00:07:05 Working hours have shifted from nine to five mm-hmm. <affirmative> to now eight to midnight, but with numerous breaks in between. So I think we're gonna see this emergence of cities like Boulder. We already saw it with Austin and Denver. Uh, we're seeing it with Portland with sort of the, you know, metro Portland Bend corridor, um, where you're gonna see more of these lifestyle cities that not only pop up as second home type locations, but also become primary hustle hubs. Some of the greatest mines will go there and start setting up companies. Boise, Idaho's, another one, Deer Valley, Jackson Hole, um, seemingly unaffordable for most, uh, I, I could see, I, I could see there being new asset types that become really valuable there, right? Office, creative office having its moment in Boise, Idaho, or, you know, industrial, um, continuing to grow in, in outside of Boulder to to, you know, to surf, to serve, to serve that demand there. So I, we, we at Lincoln are trying to look out and figure out, you know, we have such a strong presence in these major hustle hubs as it is today, and we continue to double down there. We think that's not going away, but we also think there's gonna be an emergence of some new hustle hubs that we're, uh, we're trying to, trying to understand and, and get to know.

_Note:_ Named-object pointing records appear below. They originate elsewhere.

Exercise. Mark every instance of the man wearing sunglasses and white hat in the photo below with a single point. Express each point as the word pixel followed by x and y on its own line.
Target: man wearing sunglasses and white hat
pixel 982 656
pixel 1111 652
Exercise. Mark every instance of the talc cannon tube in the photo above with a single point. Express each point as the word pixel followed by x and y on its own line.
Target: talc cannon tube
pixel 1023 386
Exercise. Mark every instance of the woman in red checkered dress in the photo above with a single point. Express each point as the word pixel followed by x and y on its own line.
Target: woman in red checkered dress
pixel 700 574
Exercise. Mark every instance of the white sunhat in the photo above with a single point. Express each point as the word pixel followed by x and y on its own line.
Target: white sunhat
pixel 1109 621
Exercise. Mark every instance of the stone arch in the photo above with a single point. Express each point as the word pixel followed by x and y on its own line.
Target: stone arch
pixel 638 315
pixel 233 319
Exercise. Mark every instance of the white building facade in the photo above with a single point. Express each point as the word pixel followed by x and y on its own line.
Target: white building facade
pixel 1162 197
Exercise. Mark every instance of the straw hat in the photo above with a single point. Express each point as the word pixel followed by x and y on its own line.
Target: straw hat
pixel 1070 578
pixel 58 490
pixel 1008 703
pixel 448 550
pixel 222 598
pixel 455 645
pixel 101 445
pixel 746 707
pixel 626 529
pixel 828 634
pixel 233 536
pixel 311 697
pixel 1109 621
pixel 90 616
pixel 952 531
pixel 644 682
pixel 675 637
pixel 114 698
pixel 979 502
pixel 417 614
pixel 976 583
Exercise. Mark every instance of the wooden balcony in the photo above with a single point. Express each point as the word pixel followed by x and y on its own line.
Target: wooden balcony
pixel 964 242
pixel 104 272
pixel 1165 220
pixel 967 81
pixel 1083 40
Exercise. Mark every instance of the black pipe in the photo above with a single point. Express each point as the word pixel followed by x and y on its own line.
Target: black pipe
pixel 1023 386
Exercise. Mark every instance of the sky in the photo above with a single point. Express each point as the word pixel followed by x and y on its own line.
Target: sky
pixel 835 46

00:08:23 Completely agree. I think the data will come out where, you know, it proves what we see today, uh, anecdotally, which is there's a mass migration going on across America. There's a lot of people moving right now. Sounds great. All right, well, with that, Eric, uh, Roseman, uh, vice President of Technology and Innovation with Lincoln Property Company, thank you so much for joining me today on StreetBeats. I've learned a lot. I hope the audience has it as well. And, uh, look forward to continuing the conversation sometime soon with you, Eric. Thank you.
00:08:53 Sounds good, Darren. Nice to see you. Take care.